美恵子先生 「その通りね。これがピアノの最大の魅力の一つなの。でもピアノの前身であるハープシコードにはそういった機能がなかったの。つまり曲の中で強弱をつけたい大切な部分ではっきり強弱をつけることができなかったのね。いくら感情を込めて鍵盤を強く叩いても同じ大きさの音しかでない。美しい曲でもどこか物足りない感じがしてた。そういう弱点があったんです。」

生徒A     「それは致命的ですね。」

美恵子先生 「そうね、今考えれば大事な特徴が欠けていたことになるわね。でも物事というのは失敗と試行錯誤を繰り返して完成されていくものですからね。その後、18世紀初頭にクリストフォリという人が、鍵盤の弾き方により、音量の強弱を自由にコントロールできるようになった改良型ハープシコード、つまりピアノを作ることに成功したの。」

生徒A     「18世紀って産業革命の時代でしょ、ピアノもその頃なんですね。」

美恵子先生 「そうね、特に産業革命の進展と共にブルジョア階級っていうお金持ちの人たちがピアノを使うようになってピアノが広まっていったみたいね。」

生徒A     「先生、うちは貧乏なのでグランドピアノは買えません。もちろんボクのおこずかいでも足りませんし、たぶんお父さんお母さんのおこずかいを合わせても変えないと思います。どうしたらいいでしょうか。代わりの安いピアノを買ってもピアニストになれますか?」

美恵子先生 「ふふふ、ご両親のご経済状態を心配していて偉いわね。大丈夫よ、グランドピアノじゃない普通のコンパクトなピアノでも十分ピアノは上達できるし、良い音を奏でられるわ。それに今は電子ピアノっていうデジタル式に音を出すものもあって、安く手に入るようになっているわよ。電子ピアノなら夜弾いてもヘッドホンを使えばご近所にうるさくないから安心ですしね。」

生徒A     「へ~♪ それはいいなぁ。 先生、ぼく電子ピアノを買うことにします!
でもそうなると先生、グランドピアノはどうなっていくんですか。みんながグランドピアノを買わないとグランドピアノを作る人たちはみんなお仕事なくなっちゃうんですか?」

美恵子先生 「A君はいつも他の人のことを考えていて優しいわね。心配しなくても大丈夫よ、グランドピアノを買う人はまだまだいるし、グランドピアノならではの特徴もあるからたとえ電子ピアノが売れるようになってもこれからもグランドピアノは受け入れられていくでしょう。それにグランドピアノを作る人も他のピアノを作っていたりするのでお仕事を失ったりすることはないと思うわ。

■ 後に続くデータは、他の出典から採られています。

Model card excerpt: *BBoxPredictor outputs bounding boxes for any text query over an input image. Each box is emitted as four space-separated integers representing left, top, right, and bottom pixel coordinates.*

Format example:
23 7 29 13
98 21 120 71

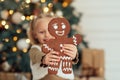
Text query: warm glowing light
12 47 17 52
21 16 25 21
1 20 6 25
4 38 9 42
62 2 68 7
26 39 30 43
13 36 18 41
16 29 21 33
30 15 34 20
0 0 4 2
41 0 46 3
22 48 27 53
25 0 31 4
43 7 49 13
9 10 14 15
26 16 30 20
48 3 53 7
5 25 9 29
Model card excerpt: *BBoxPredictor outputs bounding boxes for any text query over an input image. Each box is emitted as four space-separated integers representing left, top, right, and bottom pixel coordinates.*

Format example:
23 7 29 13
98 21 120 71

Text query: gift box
78 77 104 80
81 48 104 78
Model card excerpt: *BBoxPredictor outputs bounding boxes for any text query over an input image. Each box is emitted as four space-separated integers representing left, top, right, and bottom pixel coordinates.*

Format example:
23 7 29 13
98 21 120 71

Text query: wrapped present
81 49 104 77
89 77 104 80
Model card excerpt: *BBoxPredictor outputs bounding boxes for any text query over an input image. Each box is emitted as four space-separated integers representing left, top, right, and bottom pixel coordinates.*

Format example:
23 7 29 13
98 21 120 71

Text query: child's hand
43 51 60 65
63 44 77 59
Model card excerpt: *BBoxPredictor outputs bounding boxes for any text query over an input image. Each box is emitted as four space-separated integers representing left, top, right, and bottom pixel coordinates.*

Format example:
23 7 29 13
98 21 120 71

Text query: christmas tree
0 0 88 72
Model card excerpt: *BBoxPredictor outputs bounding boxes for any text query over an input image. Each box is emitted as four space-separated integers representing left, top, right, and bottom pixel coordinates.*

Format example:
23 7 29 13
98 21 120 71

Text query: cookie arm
42 44 51 53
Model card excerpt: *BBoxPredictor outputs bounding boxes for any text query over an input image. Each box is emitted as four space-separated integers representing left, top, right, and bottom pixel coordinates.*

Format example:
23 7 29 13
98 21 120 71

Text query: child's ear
32 32 37 39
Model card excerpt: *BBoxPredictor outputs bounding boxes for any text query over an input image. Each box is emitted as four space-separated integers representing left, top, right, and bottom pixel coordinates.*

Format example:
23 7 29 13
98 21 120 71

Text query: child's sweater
29 45 74 80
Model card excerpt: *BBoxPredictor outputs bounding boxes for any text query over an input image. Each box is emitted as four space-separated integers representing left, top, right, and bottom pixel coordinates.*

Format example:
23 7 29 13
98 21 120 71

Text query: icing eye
62 24 66 29
53 25 58 29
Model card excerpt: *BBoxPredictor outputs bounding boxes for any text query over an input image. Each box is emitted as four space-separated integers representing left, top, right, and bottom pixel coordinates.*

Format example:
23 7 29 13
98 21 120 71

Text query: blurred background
0 0 120 80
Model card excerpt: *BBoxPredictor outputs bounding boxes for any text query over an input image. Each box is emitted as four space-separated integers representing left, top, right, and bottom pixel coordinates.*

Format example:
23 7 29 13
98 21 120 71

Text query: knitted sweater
29 45 74 80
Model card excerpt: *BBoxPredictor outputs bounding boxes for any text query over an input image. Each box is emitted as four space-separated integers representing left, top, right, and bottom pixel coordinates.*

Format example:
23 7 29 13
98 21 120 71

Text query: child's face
33 18 54 44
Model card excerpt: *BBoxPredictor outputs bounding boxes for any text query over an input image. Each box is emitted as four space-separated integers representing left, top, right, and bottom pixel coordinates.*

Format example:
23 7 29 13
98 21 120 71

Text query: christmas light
22 48 27 53
26 16 30 21
12 47 17 52
1 20 6 25
30 15 34 20
4 24 9 29
13 36 18 41
16 29 21 33
41 0 46 3
43 7 49 13
62 2 68 7
9 10 14 15
48 3 53 7
0 0 4 2
21 16 25 21
26 39 30 43
25 0 31 4
4 38 9 42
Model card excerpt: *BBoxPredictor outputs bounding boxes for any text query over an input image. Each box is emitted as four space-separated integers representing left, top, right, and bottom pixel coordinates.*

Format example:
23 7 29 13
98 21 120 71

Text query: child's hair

」

生徒A     「そうか、良かった~」

美恵子先生 「A君はピアニストになりたいって言ってるけどもうピアノを習い始めているの?」

生徒A     「いいえ、まだピアノも買ってないし、これから教室を探そうと思っています。」

美恵子先生 「わたしの友人がA君のおうちの近くでピアノ教室を開いていて、彼女はとても優しく腕もいいピアニストだからそこで習ってみたらどうかしら?よければ紹介してあげるわよ。」